"Spies Like Us"
Business Week
By: Carole Ashkinaze
You don't need to be James Bond or IBM to use
competitive intelligence. Here's how it works
Two old trucks, $16,000, and a great idea--that was all Greg Laube needed to launch The Paint Bull in 1989. Competition was the last thing on his mind. After all, his special system for touching up scuffed bumpers and key scratches quickly turned into a huge hit with used-car dealers. Sales took off and kept growing--until 1994. That was when Laube suddenly realized he wasn't alone anymore. He was starting to lose customers to competitors he never knew he had. "People began to tell us they were 'looking at someone else,"' says Laube. But who?
Laube instituted a crash plan to gather intelligence. Relying mostly on information from customers, trade shows, and automotive magazines, he and his staff combed the marketplace for competitors--and phoned every single one, without identifying themselves as rivals, to find out what they were offering. Then they rigorously reviewed their own products and services to see how they could be improved. One resulting product: a trademarked repair system called MicroPatch®, which reduces the time for a paint touch-up to one hour.
Since then, Laube has moved from what he calls "primitive" intelligence gathering to a more formal system, hiring computer whiz Peter Avery in 1997 to head up The Paint Bull's intelligence efforts. Avery, who is also in charge of vendor sales, keeps tabs on their competitors and the automotive industry with Web monitoring services that cost, in total, about $200 a month.
For years, big corporations have practiced competitive intelligence (or CI)--a system for gathering information that affects a business, analyzing the data quickly, and then taking action. Used properly, CI can speed a company's reaction time to changes in the marketplace, help preempt and outmaneuver competitors and protect a business' own secrets from prying eyes. To be sure, CI is a billion-dollar growth industry of seminars, books, and high-priced consultants.

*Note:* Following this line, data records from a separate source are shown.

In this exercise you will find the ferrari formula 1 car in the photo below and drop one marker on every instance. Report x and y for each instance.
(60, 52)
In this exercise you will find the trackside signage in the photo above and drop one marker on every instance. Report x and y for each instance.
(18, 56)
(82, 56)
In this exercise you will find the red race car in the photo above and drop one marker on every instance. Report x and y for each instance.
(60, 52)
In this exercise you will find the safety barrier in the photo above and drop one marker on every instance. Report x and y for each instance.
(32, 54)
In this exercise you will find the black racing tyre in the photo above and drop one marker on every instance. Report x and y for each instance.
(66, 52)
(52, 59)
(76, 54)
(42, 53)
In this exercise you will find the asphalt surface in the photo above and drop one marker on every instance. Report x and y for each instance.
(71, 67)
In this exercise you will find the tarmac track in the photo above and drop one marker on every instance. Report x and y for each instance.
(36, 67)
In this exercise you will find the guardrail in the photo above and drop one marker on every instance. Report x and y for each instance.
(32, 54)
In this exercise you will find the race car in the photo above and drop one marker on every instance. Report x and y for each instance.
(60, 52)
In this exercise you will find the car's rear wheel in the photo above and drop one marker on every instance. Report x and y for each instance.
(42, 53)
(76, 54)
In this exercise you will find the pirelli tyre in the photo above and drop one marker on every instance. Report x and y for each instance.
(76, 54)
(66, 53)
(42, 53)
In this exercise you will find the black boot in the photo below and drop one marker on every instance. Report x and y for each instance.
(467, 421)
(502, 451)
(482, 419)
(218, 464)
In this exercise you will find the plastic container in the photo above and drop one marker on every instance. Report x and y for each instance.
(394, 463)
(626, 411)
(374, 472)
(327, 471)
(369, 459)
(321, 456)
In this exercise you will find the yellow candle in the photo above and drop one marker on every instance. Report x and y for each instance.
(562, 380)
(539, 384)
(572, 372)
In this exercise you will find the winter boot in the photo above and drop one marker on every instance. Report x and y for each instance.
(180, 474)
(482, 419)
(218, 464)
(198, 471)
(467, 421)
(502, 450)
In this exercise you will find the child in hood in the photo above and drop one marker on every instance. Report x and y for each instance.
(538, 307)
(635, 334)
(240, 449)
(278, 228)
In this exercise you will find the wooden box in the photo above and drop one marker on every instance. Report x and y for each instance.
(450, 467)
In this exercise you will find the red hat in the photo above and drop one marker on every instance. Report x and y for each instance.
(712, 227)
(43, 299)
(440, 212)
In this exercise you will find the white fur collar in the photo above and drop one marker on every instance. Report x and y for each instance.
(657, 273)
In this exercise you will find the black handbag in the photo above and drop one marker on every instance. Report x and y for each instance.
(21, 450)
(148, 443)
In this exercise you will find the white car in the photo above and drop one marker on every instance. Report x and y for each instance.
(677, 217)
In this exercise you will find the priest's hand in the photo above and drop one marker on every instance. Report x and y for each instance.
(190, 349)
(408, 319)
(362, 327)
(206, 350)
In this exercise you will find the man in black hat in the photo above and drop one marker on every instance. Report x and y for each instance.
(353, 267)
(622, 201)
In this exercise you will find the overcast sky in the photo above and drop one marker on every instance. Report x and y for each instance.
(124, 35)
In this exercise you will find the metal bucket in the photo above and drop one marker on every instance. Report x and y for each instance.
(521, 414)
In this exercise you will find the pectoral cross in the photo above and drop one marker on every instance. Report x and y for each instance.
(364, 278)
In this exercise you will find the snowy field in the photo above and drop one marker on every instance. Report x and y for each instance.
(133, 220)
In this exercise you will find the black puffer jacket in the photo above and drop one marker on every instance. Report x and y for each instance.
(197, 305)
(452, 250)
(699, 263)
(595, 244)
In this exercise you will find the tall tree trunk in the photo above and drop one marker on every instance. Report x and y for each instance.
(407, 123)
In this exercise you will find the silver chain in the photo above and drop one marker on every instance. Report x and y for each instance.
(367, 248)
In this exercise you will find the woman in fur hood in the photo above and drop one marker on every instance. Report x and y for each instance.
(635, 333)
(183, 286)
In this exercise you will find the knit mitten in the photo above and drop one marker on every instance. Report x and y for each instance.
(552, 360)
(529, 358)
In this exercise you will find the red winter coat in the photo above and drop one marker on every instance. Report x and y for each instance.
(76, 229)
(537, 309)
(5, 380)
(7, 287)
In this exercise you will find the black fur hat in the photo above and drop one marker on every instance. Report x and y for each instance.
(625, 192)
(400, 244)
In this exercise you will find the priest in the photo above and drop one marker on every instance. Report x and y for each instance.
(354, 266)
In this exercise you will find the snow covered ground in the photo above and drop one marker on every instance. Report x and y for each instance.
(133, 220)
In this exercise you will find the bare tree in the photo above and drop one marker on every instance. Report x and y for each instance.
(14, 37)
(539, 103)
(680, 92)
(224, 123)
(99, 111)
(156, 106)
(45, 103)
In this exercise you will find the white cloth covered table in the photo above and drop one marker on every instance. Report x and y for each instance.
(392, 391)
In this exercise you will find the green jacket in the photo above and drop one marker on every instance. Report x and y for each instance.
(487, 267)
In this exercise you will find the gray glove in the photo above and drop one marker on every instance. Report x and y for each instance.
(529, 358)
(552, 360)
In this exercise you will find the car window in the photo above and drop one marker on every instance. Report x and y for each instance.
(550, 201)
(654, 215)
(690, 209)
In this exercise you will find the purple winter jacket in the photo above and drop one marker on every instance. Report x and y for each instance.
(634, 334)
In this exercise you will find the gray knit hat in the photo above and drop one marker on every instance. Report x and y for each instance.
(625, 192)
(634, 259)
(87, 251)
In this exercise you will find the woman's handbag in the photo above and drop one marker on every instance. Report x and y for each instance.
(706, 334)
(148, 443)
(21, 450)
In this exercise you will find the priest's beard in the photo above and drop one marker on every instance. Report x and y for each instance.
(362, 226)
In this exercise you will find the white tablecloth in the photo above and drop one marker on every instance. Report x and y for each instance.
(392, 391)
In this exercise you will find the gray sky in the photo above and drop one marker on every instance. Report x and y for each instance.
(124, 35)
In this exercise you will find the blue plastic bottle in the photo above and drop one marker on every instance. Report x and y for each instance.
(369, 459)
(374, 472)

But small companies such as The Paint Bull are learning that CI can help them, too--and it doesn't have to cost a bundle. "CI enters the small-business person's world first as a mental model, as a way of thinking about who you are in the world," says Pamela J. Noe, a Central Intelligence Agency officer on loan to George Washington University, where she's teaching small-business owners and others the discipline of competitive intelligence. "You may start playing around on the Internet, and discover not only that you have competitors all over the world--'My God, I'm not the only one who does this!'--but that your customers can do the same." Noe teaches, among other things, how to protect trade secrets and spin out competitive scenarios, imagining new products that could threaten yours--even if they haven't been invented yet.
More than anything, competitive intelligence, says Laube, is "a catalyst to product innovation." He credits such astute use of information with helping The Paint Bull discover 10 new competitors, beat rivals' special offers, and develop new services, such as training and research, to stay ahead of the pack. Without those steps, he adds, "I would have lost 40% of my market share." Instead, The Paint Bull has grown to $3.1 million in annual sales with 42 employees.
Additionally the article went on to demonstrate the CIA's involvement to further develop competitive intelligence for the benefit of business and industry.
NOE: Competitive intelligence "is not industrial espionage" - and can be rewarding without lawbreaking.
The Spies Have It
Q: You still work for the CIA. Are you teaching students how to spy?
A: Absolutely not. Competitive intelligence is not industrial espionage. This is not about clandestine information. You've got to comply with the laws. Don't violate a single law. You can be hugely successful without ever having to do that.
Q: Then what exactly is competitive intelligence and why do small businesses need it?
A: It's a system with which you constantly reevaluate what it is you do, and the environment in which you do it. Harry Truman created the CIA to integrate the information the government had in lots of different offices related to security and surprises. This concept is especially important to small businesses, which feel the impact of market fluctuations and competition sooner than large, diversified ones. You don't know what's around the corner. Your biggest threat may come from a product that doesn't exist yet.
Q: How can small companies afford competitive intelligence?
A: You don't have to set up a huge, sweeping program all at once. If you have a phone, a PC, and an Internet hookup with e-mail, and you're going out to seminars, lunches, and other events, you've got the basics. Now what you need is to pause, evaluate what you've got, scrub all your previous assumptions, and make notes.
Q: How can you protect your trade secrets?
A: The Economic Espionage Act of 1996 provides stiff penalties for theft of trade secrets, but only if you've taken "reasonable measures" to protect them. Start with an inventory of your trade secrets. Make sure your employees know what they are. Write them down.
Q: How can I learn what my competitors are up to?
A: You can legally ask anybody anything as long as you don't misrepresent yourself. You can go to your competitor's firm and say, "What percentage of the market do you think you're going to get with your new product next year?" And you know what? Eighty percent of the time they'll tell you. It's amazing.